La jurisprudence francophone des Cours suprêmes


recherche avancée

18/06/2018 | FRANCE | N°17/005661

France | France, Cour d'appel de Basse-Terre, 04, 18 juin 2018, 17/005661


BR-VS

COUR D'APPEL DE BASSE-TERRE

CHAMBRE SOCIALE
ARRÊT No 246 DU DIX HUIT JUIN DEUX MILLE DIX HUIT

AFFAIRE No : 17/00566

Décision déférée à la Cour : Jugement du Conseil de Prud'hommes de POINTE A PITRE du 25 septembre 2012-Section Encadrement.

APPELANT

Monsieur Rudy X...
[...]
Représenté par Maître Ernest Y... (Toque 45), avocat au barreau de GUADELOUPE/ST MARTIN/ST BART

INTIMÉS

Maître Marie-Agnès Z... , ès qualité d'administrateur ad hoc de l'ASSOCIATION NORD SOLIDARITE TRAVAIL
[...]
Non Comparante, ni repr

ésentée

AGS-CGEA DE FORT DE FRANCE
[...] Représentée par Maître Frédéric A... de la SELARL EXCELEGIS (Toque 67), avocat au ...

BR-VS

COUR D'APPEL DE BASSE-TERRE

CHAMBRE SOCIALE
ARRÊT No 246 DU DIX HUIT JUIN DEUX MILLE DIX HUIT

AFFAIRE No : 17/00566

Décision déférée à la Cour : Jugement du Conseil de Prud'hommes de POINTE A PITRE du 25 septembre 2012-Section Encadrement.

APPELANT

Monsieur Rudy X...
[...]
Représenté par Maître Ernest Y... (Toque 45), avocat au barreau de GUADELOUPE/ST MARTIN/ST BART

INTIMÉS

Maître Marie-Agnès Z... , ès qualité d'administrateur ad hoc de l'ASSOCIATION NORD SOLIDARITE TRAVAIL
[...]
Non Comparante, ni représentée

AGS-CGEA DE FORT DE FRANCE
[...] Représentée par Maître Frédéric A... de la SELARL EXCELEGIS (Toque 67), avocat au barreau de GUADELOUPE/ST MARTIN/ST BART

SARL ABMS SARL, représentée par son gérant en exercice
[...]
Non Comparante, ni représentée

COMPOSITION DE LA COUR :

En application des dispositions de l'article 945-1 du code de procédure civile, l'affaire a été débattue le 30 avril 2018, en audience publique, les parties ne s'y étant pas opposées, devant M. Bernard Rousseau, président de chambre, chargé d'instruire l'affaire.

Ce magistrat a rendu compte des plaidoiries dans le délibéré de la Cour, composée de :

M. Bernard Rousseau, président de chambre, président,
Mme Marie-Josée Bolnet, conseiller,
Mme Gaëlle Buseine, conseiller,

Les parties ont été avisées à l'issue des débats de ce que l'arrêt sera prononcé par sa mise à disposition au greffe de la cour le 18 juin 2018.

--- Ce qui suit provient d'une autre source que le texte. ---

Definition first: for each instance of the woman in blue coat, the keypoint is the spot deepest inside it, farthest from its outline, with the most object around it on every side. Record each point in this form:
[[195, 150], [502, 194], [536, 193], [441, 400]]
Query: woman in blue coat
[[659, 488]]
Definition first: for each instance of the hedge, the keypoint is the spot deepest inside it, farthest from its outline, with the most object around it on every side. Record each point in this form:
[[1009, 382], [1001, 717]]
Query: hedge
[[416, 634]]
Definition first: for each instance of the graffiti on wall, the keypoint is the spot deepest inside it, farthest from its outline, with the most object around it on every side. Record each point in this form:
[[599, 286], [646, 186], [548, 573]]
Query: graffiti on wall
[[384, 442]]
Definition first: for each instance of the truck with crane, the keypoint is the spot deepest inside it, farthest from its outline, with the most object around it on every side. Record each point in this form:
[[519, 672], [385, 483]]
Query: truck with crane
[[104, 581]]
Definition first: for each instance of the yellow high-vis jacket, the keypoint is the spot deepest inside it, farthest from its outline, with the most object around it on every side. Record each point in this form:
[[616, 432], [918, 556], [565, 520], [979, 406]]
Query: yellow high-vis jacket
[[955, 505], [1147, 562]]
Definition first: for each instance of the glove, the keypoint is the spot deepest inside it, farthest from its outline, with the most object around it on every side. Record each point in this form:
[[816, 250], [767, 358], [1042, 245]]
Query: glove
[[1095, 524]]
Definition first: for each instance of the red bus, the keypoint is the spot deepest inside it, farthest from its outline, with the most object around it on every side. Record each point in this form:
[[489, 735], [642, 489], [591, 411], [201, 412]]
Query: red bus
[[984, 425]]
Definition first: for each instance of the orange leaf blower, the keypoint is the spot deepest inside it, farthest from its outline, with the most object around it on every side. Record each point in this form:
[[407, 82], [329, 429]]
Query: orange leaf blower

GREFFIER Lors des débats : Mme Valérie Souriant, greffier.

ARRÊT :

Réputé contradictoire, prononcé publiquement par mise à disposition de l'arrêt au greffe de la cour, les parties en ayant été préalablement avisées conformément à l'article 450 al 2 du CPC. Signé par M. Bernard Rousseau, président de chambre, président, et par Mme Valérie Souriant, greffier, à laquelle la décision a été remise par le magistrat signataire.

****

Vu le jugement du 25 septembre 2012, par lequel le conseil de prud'hommes de Pointe à Pitre a dit que la prise d'acte de rupture de son contrat de travail par M. Rudy X... produisait les effets d'une démission et l'a débouté de l'ensemble de ses demandes dirigées contre l'Association Nord Solidarité, son employeur,

Vu la déclaration d'appel de M. X..., reçue au greffe de la cour le 17 octobre 2012,

Vu les conclusions de M. X... en date du 6 décembre 2013,

Vu l'ordonnance en date du 14 septembre 2015 portant radiation de l'affaire du rôle de la Cour,

Vu le rétablissement de l'affaire au rôle de la Cour en date du 26 avril 2017 à la demande de M. X...,

Vu les conclusions de l'AGS en date du 12 février 2018,

Motifs de la décision :

Il résulte des explications et pièces fournies par les parties, les éléments suivants.

M. X..., embauché par l'Association Nord Solidarité en septembre 2006, en qualité de conseiller d'insertion sociale et professionnelle, moyennant le versement d'un salaire de 1450 euros pour 101 heures de travail par mois, a été promu, en juillet 2007, au poste de directeur de l'association moyennant le versement d'un salaire brut de 2654,23 euros brut par mois.

Du procès-verbal du conseil d'administration de l'association en date du 24 septembre 2008, il ressort que ladite association connaissait des dysfonctionnements, notamment au niveau de sa gestion, la signature d'un moratoire avec les différents créanciers étant préconisée. Par ailleurs les documents remis par le directeur, M. X..., au trésorier de l'association M. B..., étaient qualifiés d'incomplets et opaques, leur interprétation apparaissant impossible, alors qu'une mission d'accompagnement de l'association, confiée au Cabinet P+ Consultant dans le cadre du "Dispositif Local d'Accompagnement", avait été mise en oeuvre et avait donné lieu à un rapport en date du 15 mars 2008.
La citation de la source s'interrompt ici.